Kalaupun Bupati Cianjur, Irvan Rivano Muchtar tetap memaksakan kehendak, lanjut Asto, seharusnya terlebih dulu disusun Kajian Lingkungan Hidup Strategis (KLHS). Pasalnya, menurut Undang-Undang 23 Tahun 2009 tentang Lingkungan Hidup, KLHS menjadi dasar perubahan Perda Tata Ruang.

Asto menambahkan, Perda Tata Ruang harus terlebih dahulu karena Campaka bukan wilayah pengembangan perkotaan. Sementara prasyarat untuk menjadi kota kabupaten terlebih dahulu harus membuat rencana detail tata ruang (RDTR) perkotaan.

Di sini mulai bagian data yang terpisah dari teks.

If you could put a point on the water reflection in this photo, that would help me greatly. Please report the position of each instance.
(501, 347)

“Nah, RDTR perkotaan ini bisa dibuat ketika cantolan Perdanya juga perkotaan. Kan ga nyambung, sehingga ada proyek RDTR. Ini yang ngerjainnya nyantolnya ke mana? Ke Perda Sukabumi atau Cianjur? Pertanyaan itu muncul karena Perda Cianjur kalau dibuat hasilnya gagal,” paparnya.

Dari hasil kajian, Asto menyimpulkan terdapat banyak aspek yang melanggar aturan. Antara lain aspek prosesnya rancu, aspek penyalahgunaan wewenang, aspek kesalahan dalam pembuatan gedung negara, aspek legalitas bangunannya, serta sejumlah aspek lainnya.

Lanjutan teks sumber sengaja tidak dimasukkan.